Interior Cabinet Secretary Kipchumba Murkomen and US Deputy Secretary of State Christopher Landau meet Kenyan officers who served in the MSS mission in Haiti at the National Police College Embakasi, Nairobi on January 29, 2026.
“As the Transitional Presidential Council’s mandate ends on February 7, we support Prime Minister Fils-Aime’s leadership in building a strong, prosperous, and free Haiti,” US Embassy in Haiti chargé d’affaires Henry Wooster said.
The nine members of the CPT include Edgard Fils, Louis Gilles, Laurent Saint, Emmanuel Vertiraile, Fritz Jean, Lesly Voltaire, Smith Augustin, Regine Abraham and Frinel Joseph.
Three CPT members earlier this week adopted a resolution proposing a new executive authority to govern once the council leaves office.
Already, five CPT members and a Haitian Cabinet Minister were hit with US visa restrictions for their attempt to oust the Prime Minister.
Amid the security reconfiguration, Haiti’s political transition is gathering momentum after the CPT launched an exercise in which those interested in the presidency and prime minister positions submitted their candidacies.
The launch took place at the Montana Hotel in Port-au-Prince — a venue that has become symbolic of negotiations over the country’s future governance.
Representatives of political coalitions, civil society groups and transitional authorities converged at the hotel to present nominees in a process intended to produce a consensus leadership structure capable of steering the country toward elections.
The exercise is part of efforts to rebuild constitutional order after years of institutional vacuum following the assassination of President Jovenel Moïse and the collapse of parliamentary authority.
However, a section of political players in Haiti have boycotted the exercise, arguing that the CPT should accept that its time in office is over.
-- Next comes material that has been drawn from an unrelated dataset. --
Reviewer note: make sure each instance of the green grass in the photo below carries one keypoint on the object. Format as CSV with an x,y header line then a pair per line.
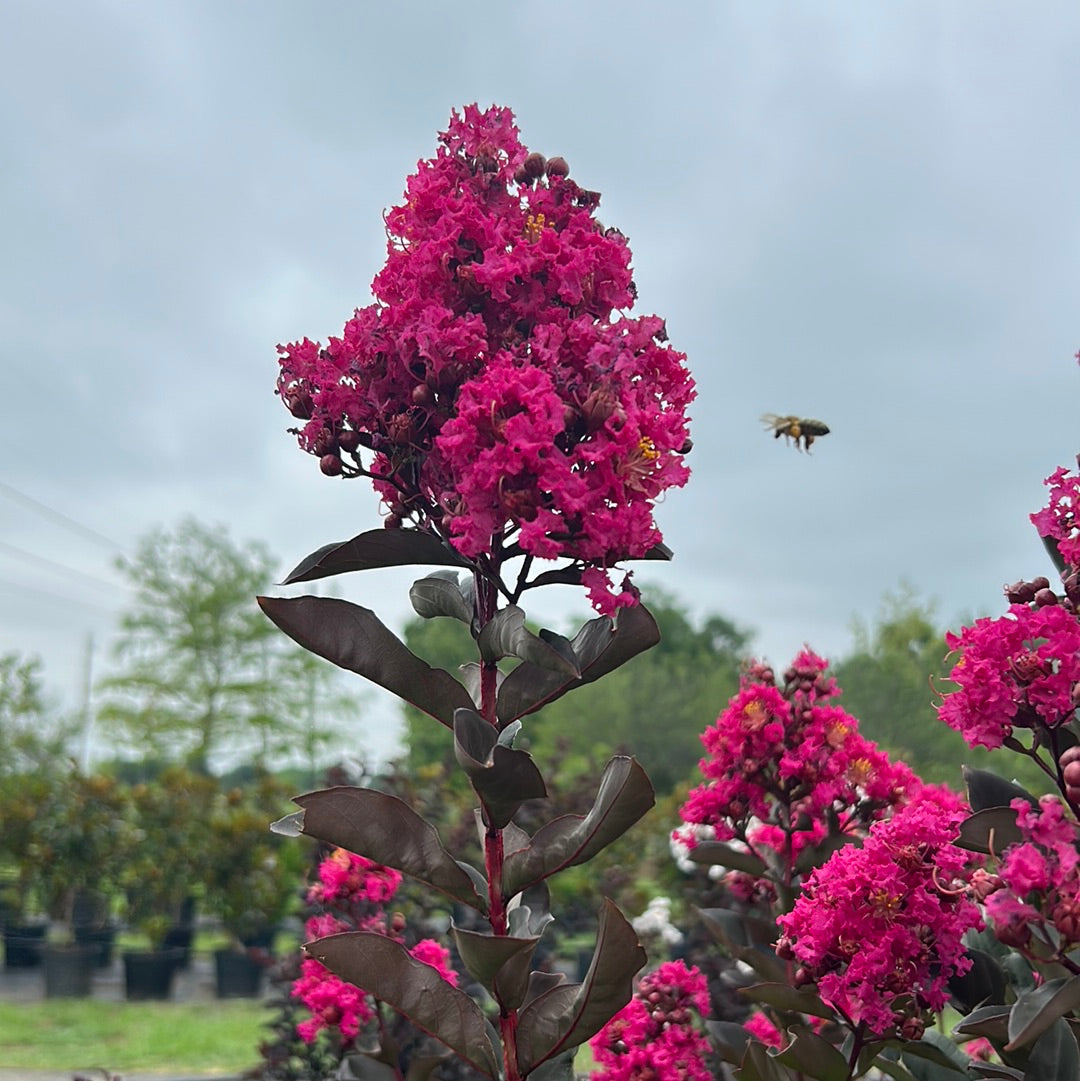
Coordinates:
x,y
220,1037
“The contract is over; there will be no renewal,” former Sen. Jean Renel Sénatus said at a January 22, 2025 press conference after refusing to attend the council’s talks. “We have already agreed that the transition will continue with a president from the Court of Cassation to ensure neutral governance.”
The coming weeks will determine whether Haiti can synchronise the arrival of a reinforced international force with the emergence of a credible transitional leadership — a balance many diplomats describe as the country’s last realistic chance to stabilise.
The CPT was created under an April 2024 political accord following the resignation of former Prime Minister Ariel Henry, who could not return to his home country after visiting Kenya to ask the government to deploy its officers as soon as possible.
The CPT was tasked with restoring security, organising elections, reviving the economy and advancing constitutional reforms.